Tal como sucedió a lo largo del día 1 del Gillmanfest Carabobo 2008, cuando a Testament lo tocó salir a escena lo hizo en el horario pautado.
Lo que había sido una ilusión en años anteriores, esta vez se hizo realidad. Testament vino a Venezuela y se presentó en el festival de rock más grande de la historia de nuestro país. Una cantidad inmensa de gente pudo verlos en vivo sin tener que pagar ni un bolívar.
Y es que la espera valió la pena, pues parece ser éste el mejor momento para ver en vivo a esta banda. Hace un mes lanzaron el disco que, según sus mismos integrantes, es el mejor de toda su carrera.

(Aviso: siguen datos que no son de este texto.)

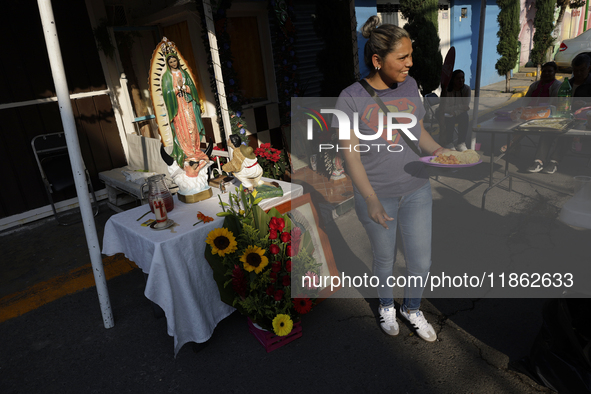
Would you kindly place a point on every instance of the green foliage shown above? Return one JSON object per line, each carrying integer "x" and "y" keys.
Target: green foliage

Chuck Billy se impuso en la tarima por su tamaño, su fuerza y su característica voz, que está intacta a pesar de 20 años de trayectoria y de haber atravesado una enfermedad que casi lo sacó de la escena musical.
La banda californiana de thrash metal ofreció un espectáculo completo con buen sonido y buena iluminación, que mantuvo al público activo todo el tiempo. El estadio estaba a reventar.
Eric Peterson (guitarra), Alex Skolnick (guitarra) y Greg Christian(bajo) mostraron también un dominio impresionante del escenario, interactuando entre ellos y también con sus seguidores.
Por su parte, Paul Bostaph (batería) confirmó en vivo lo que ya había dejado en evidencia en el disco “The formation of damnation”: su presencia en la banda renueva su fuerza y su vigencia. Testament sigue siendo vanguardia en la movida del thrash. “More than meets the eye” y “Henchman ride” causaron tanto impacto como los viejos éxitos.
El clímax de su presentación fue cuando, en medio del tema “The Preacher”, Billy bajó del escenario y caminó entre el público, a través del pasillo que conecta la tarima con la torre de control de sonido.
El cierre fue igualmente impresionante. En medio de “Disciples of the watch” Chuck Billy invitó a los presentes a cantar con él. Las instalaciones del Polideportivo Misael Delgado retumbaron. Final de película.